The Role of LLMs in Modern Travel: Opportunities and Challenges Ahead
Large Language Models (LLMs) have become a significant driver of innovation across industries. They enable systems to understand, generate, and interact with natural language like humans. GetYourGuide (GYC), an online marketplace for travel experiences, has been using LLMs to advance new developments in the tourism sector.
At a recent Berlin Unstructured Data Meetup hosted by Zilliz, Meghna Satish, a Machine Learning Engineer at GetYourGuide, shared insights into their journey with LLMs. She discussed the products they’ve built, their challenges, and how LLMs have reshaped travel platforms by improving customer experiences and user interactions.
In this blog, we’ll recap her key points and explore how LLMs can be integrated with the Milvus vector database to address common issues like hallucinations. For more details, watch the full replay of her talk on YouTube.
How GYG Uses LLMs to Improve Its Services
LLMs have transformed nearly every industry, and tourism is no exception. GetYourGuide (GYG), an online marketplace for travel services and experiences, recognizes the power of LLMs to enhance customer experiences, streamline operations, and provide more efficient services.
Content Translation and Localization
One of the primary applications of LLMs at GYG is content translation and localization. By breaking down language barriers, LLMs enable real-time translation of travel information, including articles, hotel descriptions, and reviews, allowing users across different regions to understand content in their native language. This localized approach drives engagement by offering each user relevant, accessible information.
GYG relies on ChatGPT to perform translations, as it provides high-quality translations that align with GYG’s tone of voice. However, ChatGPT’s training data distribution leans heavily toward English, with around 50% of its sources in English, 6% in Spanish, 32% in European, and 18% in Asian languages. To counter potential biases and ensure accuracy, GYG employs a hybrid approach, combining ChatGPT translations with additional deep-learning neural networks for post-editing, achieving a more balanced, culturally sensitive localization.
Content Generation and Customer Support
GYG also uses LLMs to streamline content creation, from AI-assisted tour descriptions to comprehensive destination guides and travel blogs. By automating content generation, LLMs help keep GYG’s platform fresh and engaging, providing travelers with up-to-date information while freeing up valuable time for the content team.
In addition to generating content, LLMs support customer service by handling high volumes of queries through automated FAQs and multi-turn conversations. This reduces the demand for human support teams, allowing them to focus on more complex cases while lowering operational costs. LLM-powered responses ensure customers receive prompt, accurate answers, enhancing the overall user experience.

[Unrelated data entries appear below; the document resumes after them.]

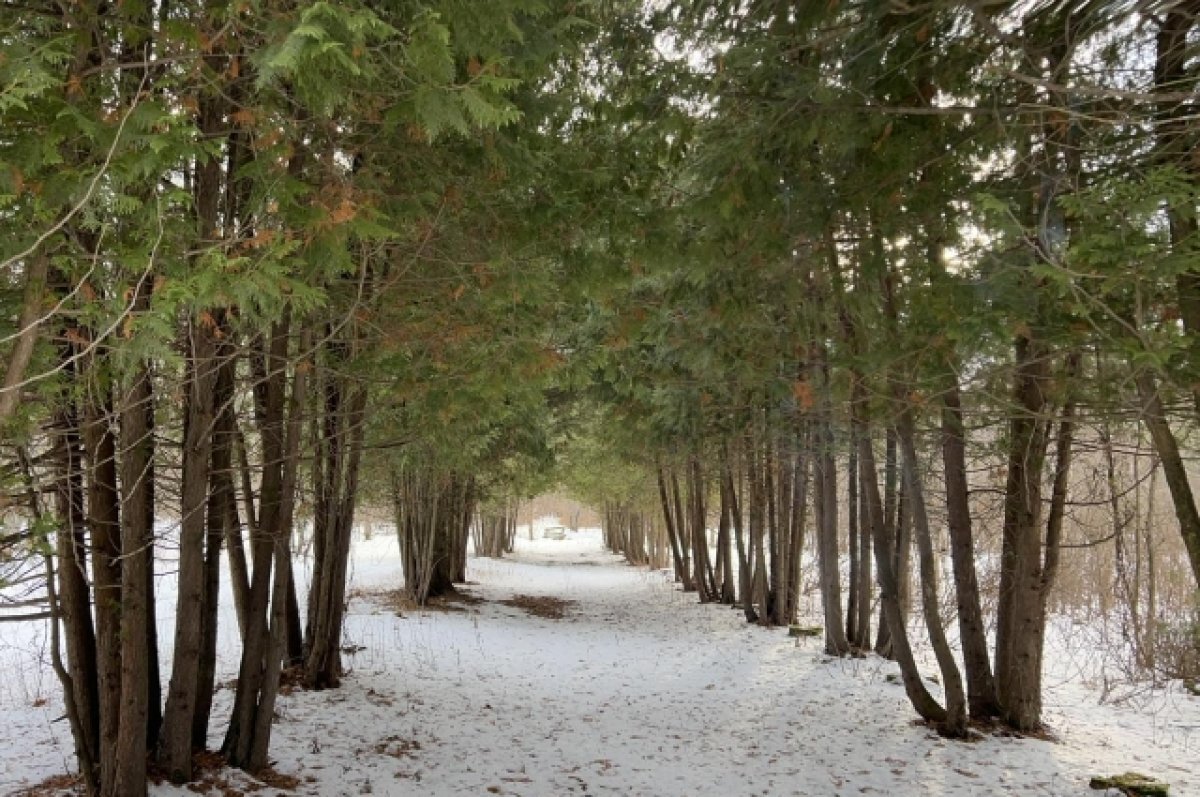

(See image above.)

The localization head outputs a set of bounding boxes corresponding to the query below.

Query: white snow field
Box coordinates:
[0,531,1200,797]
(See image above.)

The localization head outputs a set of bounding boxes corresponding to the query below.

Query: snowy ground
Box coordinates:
[0,532,1200,796]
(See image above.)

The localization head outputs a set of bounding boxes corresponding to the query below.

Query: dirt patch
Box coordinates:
[500,595,575,619]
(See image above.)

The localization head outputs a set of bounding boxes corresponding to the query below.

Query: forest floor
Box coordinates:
[0,532,1200,797]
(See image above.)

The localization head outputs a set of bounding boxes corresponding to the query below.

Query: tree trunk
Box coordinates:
[158,318,218,783]
[996,336,1049,732]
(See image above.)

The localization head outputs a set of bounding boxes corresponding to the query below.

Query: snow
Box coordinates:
[0,522,1200,796]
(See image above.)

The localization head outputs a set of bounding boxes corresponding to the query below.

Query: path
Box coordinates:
[0,525,1200,797]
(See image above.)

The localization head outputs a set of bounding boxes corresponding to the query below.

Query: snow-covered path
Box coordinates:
[0,525,1200,797]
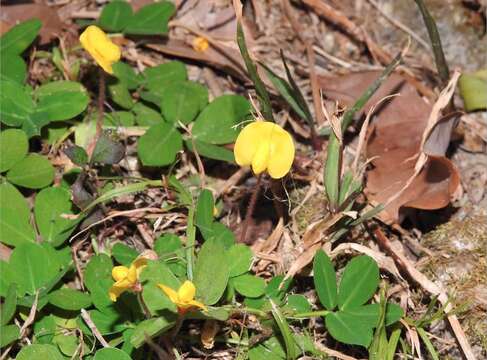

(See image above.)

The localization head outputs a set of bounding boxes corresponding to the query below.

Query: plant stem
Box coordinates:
[414,0,450,86]
[288,310,330,319]
[240,174,262,243]
[137,291,151,319]
[86,68,106,158]
[186,205,196,281]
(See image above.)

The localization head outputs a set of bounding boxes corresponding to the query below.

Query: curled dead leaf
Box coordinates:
[321,71,460,222]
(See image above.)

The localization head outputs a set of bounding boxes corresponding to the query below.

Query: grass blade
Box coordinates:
[269,299,297,360]
[237,22,274,121]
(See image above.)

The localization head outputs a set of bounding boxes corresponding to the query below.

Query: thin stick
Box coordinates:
[240,174,262,243]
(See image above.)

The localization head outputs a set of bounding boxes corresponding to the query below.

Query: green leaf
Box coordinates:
[195,189,215,238]
[34,315,57,344]
[93,348,132,360]
[34,187,74,246]
[84,254,113,310]
[192,95,251,145]
[194,239,230,305]
[313,250,337,311]
[9,243,59,296]
[232,274,266,298]
[203,221,235,250]
[184,139,235,164]
[0,284,17,326]
[52,334,82,357]
[83,307,128,335]
[269,299,298,360]
[124,1,176,35]
[458,69,487,111]
[112,243,139,266]
[49,288,91,311]
[287,294,311,313]
[0,53,27,84]
[7,154,54,189]
[140,260,180,315]
[0,80,34,127]
[107,78,134,110]
[64,145,88,166]
[91,133,125,165]
[385,302,404,326]
[0,182,35,246]
[0,19,42,57]
[0,129,29,172]
[130,316,175,348]
[98,1,132,32]
[137,122,183,166]
[325,311,372,347]
[237,22,274,121]
[0,325,20,348]
[338,255,379,310]
[114,62,141,90]
[33,80,90,121]
[261,59,313,124]
[227,244,254,277]
[160,81,208,125]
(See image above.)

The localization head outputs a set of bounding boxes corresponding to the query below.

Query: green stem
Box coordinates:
[414,0,450,86]
[186,206,196,281]
[288,310,331,319]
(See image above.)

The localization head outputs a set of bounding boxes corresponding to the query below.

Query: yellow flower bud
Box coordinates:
[79,25,121,74]
[157,280,206,314]
[233,121,294,179]
[108,257,147,301]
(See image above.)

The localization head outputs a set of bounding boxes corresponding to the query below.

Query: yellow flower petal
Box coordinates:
[188,300,208,311]
[108,285,128,302]
[79,25,121,74]
[112,266,129,281]
[132,256,147,279]
[267,130,294,179]
[234,121,294,179]
[157,284,179,305]
[178,280,196,303]
[233,121,264,166]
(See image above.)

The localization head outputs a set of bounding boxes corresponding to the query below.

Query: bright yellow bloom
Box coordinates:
[233,121,294,179]
[157,280,206,314]
[193,36,210,52]
[108,257,147,301]
[79,25,121,74]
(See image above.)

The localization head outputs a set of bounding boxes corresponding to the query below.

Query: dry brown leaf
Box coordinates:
[1,4,66,45]
[321,71,460,222]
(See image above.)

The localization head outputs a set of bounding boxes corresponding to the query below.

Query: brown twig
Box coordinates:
[240,174,262,243]
[81,309,110,347]
[373,227,476,360]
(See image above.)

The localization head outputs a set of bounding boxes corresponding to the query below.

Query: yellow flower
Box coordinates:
[108,257,147,301]
[157,280,206,314]
[233,121,294,179]
[79,25,121,74]
[193,36,210,52]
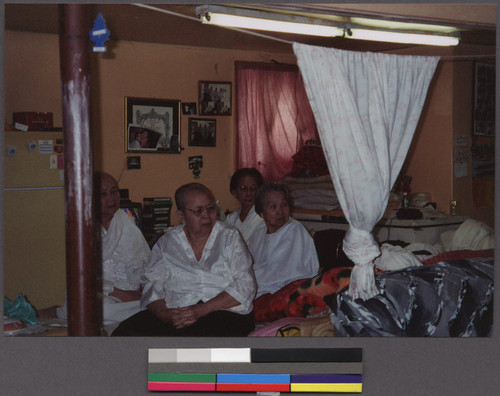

Future Possibilities: Personalization
Although not yet implemented at GYG, LLMs have great potential for personalization. LLMs could create tailored content for individual users by leveraging user data such as search history, booking patterns, and interaction preferences. This could include personalized itineraries, activity recommendations, and customized discounts aligned with a user’s unique travel interests.
Challenges of Using LLMs at GYG
After obtaining initial translations and content generation, the team encountered several challenges when using LLMs, particularly ChatGPT, for post-editing localization content:
Hallucination: If it lacks specific information about the query, ChatGPT sometimes generates incorrect or fabricated details. For instance, it may invent names, places, or events not present in the original text when it does the translation, introducing inaccuracies that compromise the translation quality. ChatGPT also tends to answer questions rather than strictly following the translation task, leading to unintended content.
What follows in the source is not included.